Güven SERİN

Tarih: 18.08.2017 13:14

BALKANLARIN HİKÂYESİ

Facebook Twitter Linked-in

Bitmez bu diyarların hikâyeleri. Binlerce filme, hikâyeye, ağıta; şarkıya bürünüp dertlerini, coşkularını anlatsalar; yine de bitmez, bitirilemez…

İnsanın en bol olduğu yerde, hikâyeler de yığınla… Göçler, karışımlar, etkileşimler…
Klarnetin, kemanın, akordiyonun ülkesi; Attila’da, Büyük İskender; oradan Balkan yerleşimlerine, mimarisine, kutsallığına etki, kalıcı karışımına kadar…
Meşhurdur soğuğu; rüzgârı, fırtınası; kıskıvrak yakalamaya görsün sıcakkanlı insanları; insanlığı. Türküleri, ağıtsal bir anıtsallığa ulaşmış; yeryüzü, şenliğine dönüşecek kadar önemli hale gelmiştir.

Attila’nın Kırbacı şakladığında, Avrupa’nın içlerine; kalbine kadar sokulduğunda; kutsal bir kırbaç gibi saygı ve korku töresi oluşturmuş, diyarların Büyük İskender’i, hiç kimsenin binemedi atı; Bukafalos’a, deneyimli bir hile sayesinde binebilmiş.

Koşmuşlar insanlar; bir kurtuluş, kavuşum yenilik diye Balkanların kenarına, yamaçlarına; rüzgârın, nehirlerin en bol aktığı olduğu yerlere.
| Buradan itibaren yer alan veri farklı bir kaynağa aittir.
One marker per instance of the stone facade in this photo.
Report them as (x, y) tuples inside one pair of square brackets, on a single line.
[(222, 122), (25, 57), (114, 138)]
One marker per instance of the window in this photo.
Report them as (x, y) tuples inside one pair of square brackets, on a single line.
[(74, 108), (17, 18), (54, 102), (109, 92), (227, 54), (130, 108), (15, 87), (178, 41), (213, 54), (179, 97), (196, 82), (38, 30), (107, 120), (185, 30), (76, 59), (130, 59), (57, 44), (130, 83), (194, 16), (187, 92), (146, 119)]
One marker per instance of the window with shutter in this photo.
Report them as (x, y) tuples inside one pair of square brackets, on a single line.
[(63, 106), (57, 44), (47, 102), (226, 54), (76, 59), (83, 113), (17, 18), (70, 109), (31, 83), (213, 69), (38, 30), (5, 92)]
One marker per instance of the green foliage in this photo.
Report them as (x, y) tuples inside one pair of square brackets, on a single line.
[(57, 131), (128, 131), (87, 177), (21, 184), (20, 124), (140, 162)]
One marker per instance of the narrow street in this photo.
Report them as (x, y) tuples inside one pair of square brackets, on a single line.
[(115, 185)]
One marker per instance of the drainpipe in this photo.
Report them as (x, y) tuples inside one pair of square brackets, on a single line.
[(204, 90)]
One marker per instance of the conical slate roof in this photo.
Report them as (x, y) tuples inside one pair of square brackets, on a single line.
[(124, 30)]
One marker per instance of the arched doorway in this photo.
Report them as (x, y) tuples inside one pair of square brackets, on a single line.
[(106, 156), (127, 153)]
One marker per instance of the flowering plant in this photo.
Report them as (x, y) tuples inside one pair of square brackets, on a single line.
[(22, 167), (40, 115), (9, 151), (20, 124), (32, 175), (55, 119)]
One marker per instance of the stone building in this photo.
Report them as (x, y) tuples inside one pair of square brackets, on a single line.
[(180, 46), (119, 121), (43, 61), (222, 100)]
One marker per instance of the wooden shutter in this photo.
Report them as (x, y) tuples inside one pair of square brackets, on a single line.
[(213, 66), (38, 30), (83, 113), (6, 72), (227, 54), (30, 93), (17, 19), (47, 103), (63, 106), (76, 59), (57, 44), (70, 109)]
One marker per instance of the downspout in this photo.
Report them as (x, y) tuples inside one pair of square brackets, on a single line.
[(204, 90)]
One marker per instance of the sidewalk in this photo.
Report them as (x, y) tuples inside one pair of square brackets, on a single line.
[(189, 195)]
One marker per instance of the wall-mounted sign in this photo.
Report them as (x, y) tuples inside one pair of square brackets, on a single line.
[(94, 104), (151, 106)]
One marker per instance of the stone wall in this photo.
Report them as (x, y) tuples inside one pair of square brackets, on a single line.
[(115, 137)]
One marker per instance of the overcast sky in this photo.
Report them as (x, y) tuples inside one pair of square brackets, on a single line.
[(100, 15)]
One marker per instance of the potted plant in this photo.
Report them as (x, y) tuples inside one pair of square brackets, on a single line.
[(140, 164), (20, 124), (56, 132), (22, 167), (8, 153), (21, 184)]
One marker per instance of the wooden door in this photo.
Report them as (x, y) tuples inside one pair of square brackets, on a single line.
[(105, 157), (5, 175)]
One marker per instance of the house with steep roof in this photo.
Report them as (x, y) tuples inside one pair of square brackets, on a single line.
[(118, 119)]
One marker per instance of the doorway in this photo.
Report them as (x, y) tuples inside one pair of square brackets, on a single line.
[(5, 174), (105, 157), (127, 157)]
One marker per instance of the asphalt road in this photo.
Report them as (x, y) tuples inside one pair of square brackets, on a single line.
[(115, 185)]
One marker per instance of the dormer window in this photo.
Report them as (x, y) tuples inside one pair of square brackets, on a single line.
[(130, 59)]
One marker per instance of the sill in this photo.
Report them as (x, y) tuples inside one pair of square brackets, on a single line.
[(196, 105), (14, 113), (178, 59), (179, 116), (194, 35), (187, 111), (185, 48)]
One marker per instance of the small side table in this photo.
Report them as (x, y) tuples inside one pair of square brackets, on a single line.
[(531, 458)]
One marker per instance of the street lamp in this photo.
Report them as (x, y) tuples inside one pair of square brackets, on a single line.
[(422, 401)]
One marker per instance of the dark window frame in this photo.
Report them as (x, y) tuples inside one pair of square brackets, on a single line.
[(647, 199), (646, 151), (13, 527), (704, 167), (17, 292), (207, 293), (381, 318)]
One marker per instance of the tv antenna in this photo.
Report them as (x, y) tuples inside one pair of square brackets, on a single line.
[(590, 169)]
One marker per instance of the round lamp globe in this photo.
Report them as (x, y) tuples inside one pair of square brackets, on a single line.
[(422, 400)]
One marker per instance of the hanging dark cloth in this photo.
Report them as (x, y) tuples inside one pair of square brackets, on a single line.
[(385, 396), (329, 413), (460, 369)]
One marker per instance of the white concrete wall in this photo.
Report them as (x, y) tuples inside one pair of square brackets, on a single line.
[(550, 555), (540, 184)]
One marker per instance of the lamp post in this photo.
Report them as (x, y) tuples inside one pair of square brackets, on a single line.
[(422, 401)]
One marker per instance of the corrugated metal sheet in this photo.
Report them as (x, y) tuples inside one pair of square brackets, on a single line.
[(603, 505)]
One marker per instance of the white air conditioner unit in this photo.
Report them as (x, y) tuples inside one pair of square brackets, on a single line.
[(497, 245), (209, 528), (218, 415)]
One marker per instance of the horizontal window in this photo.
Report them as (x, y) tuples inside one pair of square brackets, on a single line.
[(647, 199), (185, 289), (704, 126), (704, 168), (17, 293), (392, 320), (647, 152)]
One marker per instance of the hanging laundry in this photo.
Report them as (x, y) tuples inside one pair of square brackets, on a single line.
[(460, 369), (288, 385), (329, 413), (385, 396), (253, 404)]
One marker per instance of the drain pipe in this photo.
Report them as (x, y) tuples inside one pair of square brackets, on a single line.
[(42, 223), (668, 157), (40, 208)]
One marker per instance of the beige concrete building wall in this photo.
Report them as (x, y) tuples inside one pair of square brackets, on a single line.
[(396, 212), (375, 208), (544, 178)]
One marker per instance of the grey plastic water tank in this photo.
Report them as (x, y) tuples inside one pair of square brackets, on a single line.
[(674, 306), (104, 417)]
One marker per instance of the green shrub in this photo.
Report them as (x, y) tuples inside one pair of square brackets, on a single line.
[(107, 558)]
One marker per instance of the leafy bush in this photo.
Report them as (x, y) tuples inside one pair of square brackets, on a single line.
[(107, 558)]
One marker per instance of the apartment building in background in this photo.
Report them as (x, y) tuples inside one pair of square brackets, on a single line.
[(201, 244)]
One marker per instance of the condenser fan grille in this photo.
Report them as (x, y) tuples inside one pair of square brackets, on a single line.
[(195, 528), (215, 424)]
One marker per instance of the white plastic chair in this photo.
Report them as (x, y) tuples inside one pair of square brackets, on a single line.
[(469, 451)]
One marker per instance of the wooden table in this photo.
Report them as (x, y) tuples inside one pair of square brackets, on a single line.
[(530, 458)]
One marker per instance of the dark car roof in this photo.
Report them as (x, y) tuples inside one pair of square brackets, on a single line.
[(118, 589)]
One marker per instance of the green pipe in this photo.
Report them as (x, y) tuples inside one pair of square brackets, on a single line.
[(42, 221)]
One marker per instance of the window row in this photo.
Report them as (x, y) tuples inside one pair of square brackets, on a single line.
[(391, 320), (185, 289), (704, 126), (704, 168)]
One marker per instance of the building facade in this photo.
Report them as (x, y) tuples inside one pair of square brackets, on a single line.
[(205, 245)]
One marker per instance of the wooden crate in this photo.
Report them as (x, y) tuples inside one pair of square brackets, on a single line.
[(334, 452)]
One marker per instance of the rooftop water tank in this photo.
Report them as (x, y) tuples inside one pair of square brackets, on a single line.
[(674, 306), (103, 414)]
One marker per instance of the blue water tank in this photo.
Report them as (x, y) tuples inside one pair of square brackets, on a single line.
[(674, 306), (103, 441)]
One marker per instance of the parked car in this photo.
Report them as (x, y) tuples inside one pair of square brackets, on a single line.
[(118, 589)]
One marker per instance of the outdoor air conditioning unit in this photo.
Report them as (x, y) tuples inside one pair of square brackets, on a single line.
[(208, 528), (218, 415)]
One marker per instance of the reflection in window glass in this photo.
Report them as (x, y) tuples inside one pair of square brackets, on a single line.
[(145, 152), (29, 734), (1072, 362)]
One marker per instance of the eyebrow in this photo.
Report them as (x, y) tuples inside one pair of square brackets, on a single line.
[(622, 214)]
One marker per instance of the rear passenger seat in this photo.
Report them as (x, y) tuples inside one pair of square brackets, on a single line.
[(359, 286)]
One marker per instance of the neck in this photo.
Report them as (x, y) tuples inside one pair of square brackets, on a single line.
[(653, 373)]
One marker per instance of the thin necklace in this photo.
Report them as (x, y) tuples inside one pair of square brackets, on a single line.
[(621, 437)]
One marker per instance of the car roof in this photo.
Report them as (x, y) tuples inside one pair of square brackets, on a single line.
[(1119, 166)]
Ovalar, dağlar, tepeler insan çığlıkları; çan seslerinin hemen yanında ezan sesleriyle şenlenir olmuş.

İnsanlığın soy kütüğü büyük acılara gebeymiş görünse de, büyük sevdaların, kutlamaların, yürüyüşlerin de adıdır; insan…

Bu diyarların yetiştirdiği; bakıp büyüttüğü bir insan; Emir Kusturica bir film yapmaya karar verir. Anlatmak ister; Balkanların en renkli, en acılı topluluğu olan Çingeneleri.

 Bu yüzden bu çalışmanın ismi Dom Za Vesanje-Çingeneler Zamanı olur. Bizim şehrimizde, ülkemizde ismini kullanmaya utanır olduğumuz Çingeneleri; birkaç saate sıkıştıran; oysa birkaç bin yıllık anlaşılmazlıklarını anlaşılır kılmaktır düşünce. Başarılı da olur.

Çingenelere, onlara ait olan ismin yakışırlığı yanında, mercek altına alınan insanın, toplulukların, kınanacak, eleştirilecek ne çok şeyi var sanırken, ne büyük medeniyetlerin izlerini, insana dair ne muhteşem yaşamların dürüstlüğü içinde gözler önüne serilir.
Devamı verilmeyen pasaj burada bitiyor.